Life After High School: The Military

By Laura Chavez

        In  seven months, Tuscarora’s senior class of 2014 will graduate. After four years of honors and AP classes, RISE Read, and weekly advisory, the seniors will leave all of that behind. Following graduation, many students plan on attending community college/university, studying abroad, taking a year off of school, etc., but there are still the select few, who, in an effort to serve their country, choose to join the military.

        Hunter Sobel is a senior who has decided to join the Marines. He describes himself as a young man who likes “drawing, drumming, skating, and long walks on the beach.” He attributes his interest in the Marines to his mother’s part of the family, as his uncle and grandfather were Marines. In preparation for the military, he has joined the Army Cadets, a program similar to the Navy Junior Reserve Officers Training Corps (NJROTC), so he can “work out and stay healthy.”

Sobel justified his interest in the Marines by explaining, “I’m just not made for a desk job. I’ve always had a link of adrenaline. Long boarding, shooting, and skydiving are hobbies of mine. I chose the Marines because I want to be the best, and who’s better than the Marines? Since I was six, my goal has been to join the Marines, get into force recon [Marine special forces], and become a sniper. I’m willing to push myself to the limit to accomplish that.”

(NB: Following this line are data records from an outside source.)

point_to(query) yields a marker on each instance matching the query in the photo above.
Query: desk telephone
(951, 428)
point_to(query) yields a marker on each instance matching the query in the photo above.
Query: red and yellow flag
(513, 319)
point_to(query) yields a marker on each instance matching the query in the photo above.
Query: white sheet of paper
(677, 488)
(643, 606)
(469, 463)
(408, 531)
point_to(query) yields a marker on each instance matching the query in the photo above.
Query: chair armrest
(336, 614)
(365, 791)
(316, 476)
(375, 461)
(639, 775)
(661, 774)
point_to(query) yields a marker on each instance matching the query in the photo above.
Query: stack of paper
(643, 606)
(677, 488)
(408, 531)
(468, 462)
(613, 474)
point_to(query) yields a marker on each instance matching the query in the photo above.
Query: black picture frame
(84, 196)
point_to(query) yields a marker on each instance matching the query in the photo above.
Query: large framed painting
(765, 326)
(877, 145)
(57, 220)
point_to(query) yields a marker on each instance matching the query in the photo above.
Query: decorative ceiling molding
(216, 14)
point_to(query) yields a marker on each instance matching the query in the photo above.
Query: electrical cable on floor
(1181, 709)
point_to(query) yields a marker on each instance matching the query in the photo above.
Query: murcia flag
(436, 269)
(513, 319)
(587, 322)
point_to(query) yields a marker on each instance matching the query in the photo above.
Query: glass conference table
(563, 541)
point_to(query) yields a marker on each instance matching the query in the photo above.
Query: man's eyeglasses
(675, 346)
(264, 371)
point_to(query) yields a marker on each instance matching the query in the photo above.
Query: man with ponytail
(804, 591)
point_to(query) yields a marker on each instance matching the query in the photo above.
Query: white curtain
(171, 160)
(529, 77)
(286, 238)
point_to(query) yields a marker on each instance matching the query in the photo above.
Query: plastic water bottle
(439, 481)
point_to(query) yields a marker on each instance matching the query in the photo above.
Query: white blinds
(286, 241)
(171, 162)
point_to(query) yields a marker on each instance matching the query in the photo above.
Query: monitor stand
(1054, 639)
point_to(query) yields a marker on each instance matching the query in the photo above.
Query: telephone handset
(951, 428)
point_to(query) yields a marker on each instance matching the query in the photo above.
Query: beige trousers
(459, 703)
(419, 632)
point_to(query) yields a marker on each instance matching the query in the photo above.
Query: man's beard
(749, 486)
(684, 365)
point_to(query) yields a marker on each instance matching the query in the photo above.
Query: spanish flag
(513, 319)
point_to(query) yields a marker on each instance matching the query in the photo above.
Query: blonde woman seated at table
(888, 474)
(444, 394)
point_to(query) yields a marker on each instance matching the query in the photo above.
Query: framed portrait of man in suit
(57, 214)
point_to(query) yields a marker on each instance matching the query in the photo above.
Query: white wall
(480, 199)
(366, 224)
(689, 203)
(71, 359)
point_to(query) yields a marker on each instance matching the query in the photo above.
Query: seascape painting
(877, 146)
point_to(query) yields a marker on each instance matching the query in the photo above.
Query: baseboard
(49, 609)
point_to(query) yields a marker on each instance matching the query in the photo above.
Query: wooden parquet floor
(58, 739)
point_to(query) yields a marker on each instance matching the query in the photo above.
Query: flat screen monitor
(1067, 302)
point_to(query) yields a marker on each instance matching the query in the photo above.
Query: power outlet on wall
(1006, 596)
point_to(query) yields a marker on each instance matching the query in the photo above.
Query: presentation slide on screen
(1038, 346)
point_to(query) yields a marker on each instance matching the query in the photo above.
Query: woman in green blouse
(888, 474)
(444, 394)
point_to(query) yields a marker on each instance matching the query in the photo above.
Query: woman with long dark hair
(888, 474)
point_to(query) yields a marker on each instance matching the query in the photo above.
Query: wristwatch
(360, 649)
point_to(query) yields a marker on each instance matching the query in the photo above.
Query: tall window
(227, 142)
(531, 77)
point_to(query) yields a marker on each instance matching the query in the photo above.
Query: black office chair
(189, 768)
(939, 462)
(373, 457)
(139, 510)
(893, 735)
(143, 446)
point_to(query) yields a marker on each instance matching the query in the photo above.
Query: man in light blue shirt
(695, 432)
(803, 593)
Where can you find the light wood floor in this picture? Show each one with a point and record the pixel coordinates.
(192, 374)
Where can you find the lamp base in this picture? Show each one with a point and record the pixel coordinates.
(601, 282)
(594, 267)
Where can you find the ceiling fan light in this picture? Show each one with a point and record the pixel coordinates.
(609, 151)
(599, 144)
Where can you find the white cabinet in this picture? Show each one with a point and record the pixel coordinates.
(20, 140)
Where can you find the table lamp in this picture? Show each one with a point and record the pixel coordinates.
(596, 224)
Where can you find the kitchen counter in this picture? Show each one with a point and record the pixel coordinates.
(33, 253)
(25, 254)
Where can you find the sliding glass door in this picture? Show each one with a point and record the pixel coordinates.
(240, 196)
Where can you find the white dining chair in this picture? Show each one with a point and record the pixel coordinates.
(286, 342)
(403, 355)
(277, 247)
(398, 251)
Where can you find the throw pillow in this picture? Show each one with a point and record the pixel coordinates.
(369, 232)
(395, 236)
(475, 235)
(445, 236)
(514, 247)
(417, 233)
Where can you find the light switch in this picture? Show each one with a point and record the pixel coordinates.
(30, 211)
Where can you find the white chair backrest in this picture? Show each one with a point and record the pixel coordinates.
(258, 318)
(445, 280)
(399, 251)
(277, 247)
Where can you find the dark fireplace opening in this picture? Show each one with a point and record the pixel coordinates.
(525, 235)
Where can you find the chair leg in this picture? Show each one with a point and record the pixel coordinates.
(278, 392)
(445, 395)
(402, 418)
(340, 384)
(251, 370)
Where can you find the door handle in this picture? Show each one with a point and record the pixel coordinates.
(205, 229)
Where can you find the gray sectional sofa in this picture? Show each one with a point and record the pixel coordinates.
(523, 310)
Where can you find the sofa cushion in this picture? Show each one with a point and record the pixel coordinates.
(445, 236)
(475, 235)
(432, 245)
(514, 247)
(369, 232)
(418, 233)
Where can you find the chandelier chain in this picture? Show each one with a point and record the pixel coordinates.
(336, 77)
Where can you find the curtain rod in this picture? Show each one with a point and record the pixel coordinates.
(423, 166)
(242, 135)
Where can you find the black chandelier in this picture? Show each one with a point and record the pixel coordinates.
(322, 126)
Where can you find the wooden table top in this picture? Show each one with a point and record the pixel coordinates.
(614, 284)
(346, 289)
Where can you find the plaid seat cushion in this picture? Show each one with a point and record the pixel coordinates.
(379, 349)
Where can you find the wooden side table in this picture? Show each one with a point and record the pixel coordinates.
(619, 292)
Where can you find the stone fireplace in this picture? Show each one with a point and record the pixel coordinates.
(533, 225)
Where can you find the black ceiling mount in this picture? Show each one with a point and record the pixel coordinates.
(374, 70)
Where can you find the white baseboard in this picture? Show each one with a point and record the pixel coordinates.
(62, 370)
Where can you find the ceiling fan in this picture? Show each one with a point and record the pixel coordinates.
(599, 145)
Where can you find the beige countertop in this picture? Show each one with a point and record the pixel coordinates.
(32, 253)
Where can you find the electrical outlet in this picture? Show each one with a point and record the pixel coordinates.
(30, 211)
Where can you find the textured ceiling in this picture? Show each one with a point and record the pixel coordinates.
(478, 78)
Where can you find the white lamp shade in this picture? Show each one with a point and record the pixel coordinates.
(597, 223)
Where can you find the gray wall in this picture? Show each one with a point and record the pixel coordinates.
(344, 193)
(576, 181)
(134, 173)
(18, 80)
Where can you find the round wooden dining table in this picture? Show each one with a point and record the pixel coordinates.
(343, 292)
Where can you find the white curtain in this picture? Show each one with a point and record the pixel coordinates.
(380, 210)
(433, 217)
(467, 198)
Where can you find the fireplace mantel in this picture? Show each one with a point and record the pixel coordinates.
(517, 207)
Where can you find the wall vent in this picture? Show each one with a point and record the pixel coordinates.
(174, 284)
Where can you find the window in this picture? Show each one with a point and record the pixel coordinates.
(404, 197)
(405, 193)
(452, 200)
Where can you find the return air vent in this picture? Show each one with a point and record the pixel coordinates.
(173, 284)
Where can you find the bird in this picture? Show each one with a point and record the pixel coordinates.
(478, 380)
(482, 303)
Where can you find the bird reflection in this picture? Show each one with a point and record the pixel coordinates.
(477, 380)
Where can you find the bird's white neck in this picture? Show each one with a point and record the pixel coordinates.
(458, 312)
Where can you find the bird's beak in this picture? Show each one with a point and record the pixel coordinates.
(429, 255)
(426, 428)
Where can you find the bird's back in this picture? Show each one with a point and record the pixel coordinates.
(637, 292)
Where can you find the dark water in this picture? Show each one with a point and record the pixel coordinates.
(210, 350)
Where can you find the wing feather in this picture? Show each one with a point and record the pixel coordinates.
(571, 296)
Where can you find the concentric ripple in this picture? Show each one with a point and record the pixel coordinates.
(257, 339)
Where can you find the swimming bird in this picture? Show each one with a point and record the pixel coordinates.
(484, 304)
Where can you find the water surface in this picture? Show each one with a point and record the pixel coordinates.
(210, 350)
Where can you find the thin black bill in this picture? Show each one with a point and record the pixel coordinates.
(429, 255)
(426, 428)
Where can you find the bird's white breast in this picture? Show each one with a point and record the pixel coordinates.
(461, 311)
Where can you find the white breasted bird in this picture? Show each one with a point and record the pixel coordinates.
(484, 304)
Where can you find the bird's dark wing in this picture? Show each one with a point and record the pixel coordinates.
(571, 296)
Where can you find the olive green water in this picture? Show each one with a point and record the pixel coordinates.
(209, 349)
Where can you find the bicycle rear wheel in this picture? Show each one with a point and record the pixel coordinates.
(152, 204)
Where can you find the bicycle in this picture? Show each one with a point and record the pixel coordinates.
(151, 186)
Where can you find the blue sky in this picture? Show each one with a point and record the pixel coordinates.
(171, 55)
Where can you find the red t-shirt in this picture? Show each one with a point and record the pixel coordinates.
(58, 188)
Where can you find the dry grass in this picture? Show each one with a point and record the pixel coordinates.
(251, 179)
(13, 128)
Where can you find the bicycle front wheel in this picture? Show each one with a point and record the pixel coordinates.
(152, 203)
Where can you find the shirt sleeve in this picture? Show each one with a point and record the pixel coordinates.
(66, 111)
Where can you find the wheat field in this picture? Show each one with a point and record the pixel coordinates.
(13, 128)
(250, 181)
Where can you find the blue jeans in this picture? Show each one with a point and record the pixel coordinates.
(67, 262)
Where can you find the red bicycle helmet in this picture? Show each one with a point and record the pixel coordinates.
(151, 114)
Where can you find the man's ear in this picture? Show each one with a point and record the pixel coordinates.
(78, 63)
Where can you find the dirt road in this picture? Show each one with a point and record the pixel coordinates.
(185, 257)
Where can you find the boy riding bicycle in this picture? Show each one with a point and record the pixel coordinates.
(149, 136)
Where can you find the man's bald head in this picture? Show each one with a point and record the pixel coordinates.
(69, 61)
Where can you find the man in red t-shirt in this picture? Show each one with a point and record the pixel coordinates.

Another senior, Colby Evans, plans to join the Army as a linguist, someone who is able to translate and communicate in different languages. Like Sobel, his interest in the military is also primarily due to his family’s history in the service. He is very proud of his family accomplishments, so much that he soon will “change [his] last name to Degraw,” his grandfather’s last name.

“Being a linguist is one of the most difficult jobs to get into, because not everyone’s mind is built to learn a new language,” said Evans.

Joining the military, whatever branch it may be, always involves a danger/risk factor that oftentimes becomes a raw reality, especially in times of political distress or war. However, Sobel and Evans are not afraid of being deployed. “[Possible violence] is all part of the contract I signed. If it means I have a better future, so be it,” said Evans.